The rest of us will follow H1B to the 3rd world.
On Thu, 4 Feb 2010, LOUDSPEAKER wrote:
> In article <Pine.BSF.4.61.10...@osmium.mv.net>, Me, ...again!
> says...
>
>> Its going to be difficult down the road to change anything because
>> whatever happens, prices will go up. The question is whether wages in the
>> US might also go back up, and whether jobs ever come back to the USA. If
>> the existing trends keep going the way they are, the USA is going to be in
>> deep shit and to a great extent already is.
>
> MAKE UP YOUR MIND YOU SENILE OLD FART ART SOWERS. ON ONE HAND YOU SAY
> OUTSOURCING IS OVER
I said in my FAQ that India is no longer the only outsourceing destination
in the world and not everyone has been happy with all outsourcing to India
(you need to read it again, below),
AND ON THE OTHER HAND YOU DOUBT WHETHER JOBS ARE
> EVER GOING TO COME BACK TO USA. (actually the truth is latter)
Actually some jobs have come back, too, as you can read (if you are
capable of reading) below.....
===========================================
Reference List: India No Longer Offshore IT King
(34 references to recent articles)
Offshore outsourcing (including BPO to India) is
declining as a fraction of total world-wide IT service
to developed countries and has a high failure rate,
not necessarily high quality service, is leading to
a new phenomenon: backsourcing/backshoring.
Somethings called the "H-1B swindle" is discussed
below. And there are some reports that outsourcing
is declining or reversing.
----
34. WSJ, Oct 5, 2009, page B1:
title:"Indian Tech Outsourcers Aim to Widen Contracts"

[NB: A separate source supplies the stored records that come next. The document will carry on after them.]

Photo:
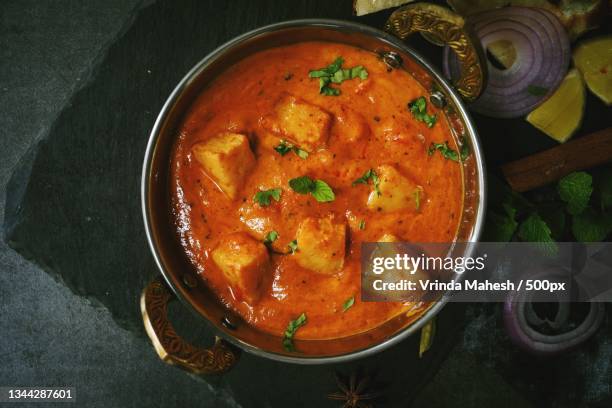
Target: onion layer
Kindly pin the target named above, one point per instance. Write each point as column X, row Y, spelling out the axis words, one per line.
column 546, row 336
column 542, row 59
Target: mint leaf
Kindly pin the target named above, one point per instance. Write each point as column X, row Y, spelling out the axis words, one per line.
column 263, row 197
column 292, row 327
column 418, row 108
column 534, row 229
column 537, row 90
column 590, row 226
column 575, row 189
column 348, row 303
column 323, row 192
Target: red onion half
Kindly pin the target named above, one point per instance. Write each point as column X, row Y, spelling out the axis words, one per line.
column 542, row 59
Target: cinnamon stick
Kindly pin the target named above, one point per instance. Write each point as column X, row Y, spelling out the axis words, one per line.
column 550, row 165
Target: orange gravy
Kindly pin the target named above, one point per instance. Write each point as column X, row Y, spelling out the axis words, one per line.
column 236, row 101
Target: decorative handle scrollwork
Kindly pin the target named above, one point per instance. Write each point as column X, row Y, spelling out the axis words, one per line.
column 444, row 27
column 170, row 347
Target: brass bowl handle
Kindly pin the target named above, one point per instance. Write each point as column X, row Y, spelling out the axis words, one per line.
column 170, row 347
column 444, row 26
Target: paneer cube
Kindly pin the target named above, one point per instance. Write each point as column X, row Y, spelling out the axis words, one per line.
column 227, row 159
column 396, row 192
column 321, row 245
column 244, row 262
column 302, row 123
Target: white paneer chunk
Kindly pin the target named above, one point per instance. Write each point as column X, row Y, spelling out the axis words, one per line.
column 244, row 262
column 227, row 159
column 304, row 124
column 396, row 192
column 321, row 245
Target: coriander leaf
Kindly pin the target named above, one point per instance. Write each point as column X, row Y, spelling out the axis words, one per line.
column 348, row 303
column 270, row 237
column 302, row 154
column 369, row 175
column 418, row 108
column 537, row 90
column 329, row 91
column 335, row 66
column 590, row 226
column 534, row 229
column 417, row 197
column 302, row 185
column 464, row 150
column 292, row 327
column 444, row 149
column 263, row 197
column 334, row 73
column 575, row 189
column 283, row 148
column 293, row 246
column 323, row 192
column 320, row 190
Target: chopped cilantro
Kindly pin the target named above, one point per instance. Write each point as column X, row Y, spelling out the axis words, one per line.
column 292, row 327
column 444, row 149
column 320, row 190
column 418, row 107
column 293, row 246
column 270, row 237
column 369, row 175
column 575, row 189
column 348, row 303
column 334, row 73
column 263, row 197
column 417, row 197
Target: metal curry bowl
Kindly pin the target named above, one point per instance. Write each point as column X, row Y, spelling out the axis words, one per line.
column 179, row 276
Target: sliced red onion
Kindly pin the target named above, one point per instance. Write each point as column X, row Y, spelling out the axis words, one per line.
column 543, row 336
column 542, row 59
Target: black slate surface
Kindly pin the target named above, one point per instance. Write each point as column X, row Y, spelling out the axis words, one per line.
column 73, row 207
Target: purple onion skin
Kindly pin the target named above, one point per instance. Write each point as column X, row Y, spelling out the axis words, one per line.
column 543, row 56
column 543, row 345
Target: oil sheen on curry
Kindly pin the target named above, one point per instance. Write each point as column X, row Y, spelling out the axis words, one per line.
column 288, row 161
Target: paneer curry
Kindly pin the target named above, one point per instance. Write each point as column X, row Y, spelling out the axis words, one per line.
column 288, row 161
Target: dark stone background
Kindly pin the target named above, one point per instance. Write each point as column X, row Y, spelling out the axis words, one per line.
column 88, row 78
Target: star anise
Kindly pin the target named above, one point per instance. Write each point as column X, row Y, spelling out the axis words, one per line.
column 354, row 391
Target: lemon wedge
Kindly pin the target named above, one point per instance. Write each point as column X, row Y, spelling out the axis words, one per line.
column 561, row 114
column 594, row 60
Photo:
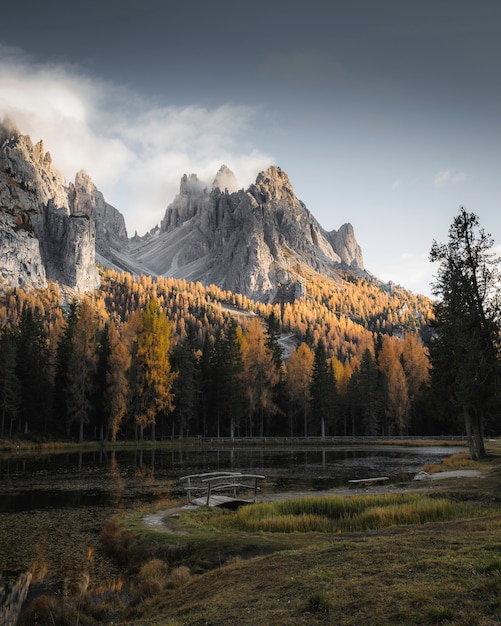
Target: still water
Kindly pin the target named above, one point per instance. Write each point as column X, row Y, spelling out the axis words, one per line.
column 52, row 506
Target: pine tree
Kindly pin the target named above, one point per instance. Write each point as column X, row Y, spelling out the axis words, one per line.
column 260, row 373
column 82, row 367
column 10, row 388
column 33, row 371
column 465, row 349
column 154, row 376
column 61, row 414
column 185, row 389
column 365, row 397
column 321, row 389
column 298, row 381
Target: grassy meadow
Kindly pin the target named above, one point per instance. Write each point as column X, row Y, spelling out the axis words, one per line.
column 427, row 553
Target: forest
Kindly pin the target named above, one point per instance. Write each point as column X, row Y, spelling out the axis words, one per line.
column 144, row 358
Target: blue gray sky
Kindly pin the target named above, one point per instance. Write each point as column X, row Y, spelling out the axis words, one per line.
column 384, row 113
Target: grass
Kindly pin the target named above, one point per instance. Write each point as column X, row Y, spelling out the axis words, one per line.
column 429, row 556
column 460, row 460
column 444, row 568
column 335, row 514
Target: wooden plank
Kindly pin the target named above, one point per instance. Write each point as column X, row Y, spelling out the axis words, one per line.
column 380, row 479
column 218, row 501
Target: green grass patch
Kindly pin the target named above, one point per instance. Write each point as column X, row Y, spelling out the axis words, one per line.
column 336, row 514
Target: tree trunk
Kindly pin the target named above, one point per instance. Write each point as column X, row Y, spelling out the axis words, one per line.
column 478, row 435
column 469, row 435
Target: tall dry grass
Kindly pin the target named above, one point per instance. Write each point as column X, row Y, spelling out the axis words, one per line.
column 334, row 514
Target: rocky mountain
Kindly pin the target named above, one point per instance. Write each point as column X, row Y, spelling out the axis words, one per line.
column 250, row 241
column 260, row 242
column 48, row 230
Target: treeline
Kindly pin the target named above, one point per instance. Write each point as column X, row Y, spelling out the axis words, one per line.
column 144, row 357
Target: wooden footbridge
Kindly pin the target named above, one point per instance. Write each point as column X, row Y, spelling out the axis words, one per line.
column 225, row 489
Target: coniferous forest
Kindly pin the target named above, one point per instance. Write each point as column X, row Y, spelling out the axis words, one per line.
column 145, row 358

contains the following sentences:
"But the days of 30% annual revenue growth from such work are over, a
casualty of the global economic downturn and increasing competition in the
services industry world-wide."
"Annual revenue growth in Indian technology services slowed to 16 % in
fiscal year ended in March. The industry's trade group, Nasscom, estimates
growth will be only 4% to 7% this fiscal year."
page B7 (continuation):
"Adding to the pressure on Indian firms is increased competition from
outsourcers based in the U.S. that have expanded their presences in
India, and the rise of competitors in even cheaper offshoring locales
such as the Philippines and Vietnam."
"But Indian companies are still having a hard time shaking their
reputation as the vendors of choice for low-cost, commodity services. And
on bigger, infrastructure heavy deals, they can no longer beat rivals on
price."
- - - - - - - - - - -
33. From Business Week, October 5, 2009, title "The Peril and Promise of
Investing in Russia," starting on page 49, about 1/3 way into article is
this paragraph on page 50:
"Consider IT giant Intel, which moved into Russia in 1999 and since then
has invested $800 million. It now employs more than 1,000 engineers at
four research centers, including its largest software [R&D] group outside
of the U.S. Because of Russia's top-notch math skills, Intel assigns local
engineers more complex work than it gives specialits in other outsourcing
venues such as India, says Dimitry Konash, the company's Moscow-based
regional director."
And the picture caption on page 52 says "Russian worker's math skills give
them an edge over Indian engineers, says Intel's Konash"
- - - - - - -
32. Business Week, May 4, 2009 issue, page 59: title: "The Sudden Chill
at an Indian Hot Spot." Picture caption says:"A commercial real estate
boom has turned into a glut, with vacancy rates of 28%" "In the second half
of 2008, as American and European clients hit the skids, India's outsourcing
industry saw contracts shrivel by 22%, its worst performance in a decade,
according to research firm Technology Partners International." "Nobody in
India collects layoff data, but every day papers carry dire news...." as
many named Indian companies announce layoffs.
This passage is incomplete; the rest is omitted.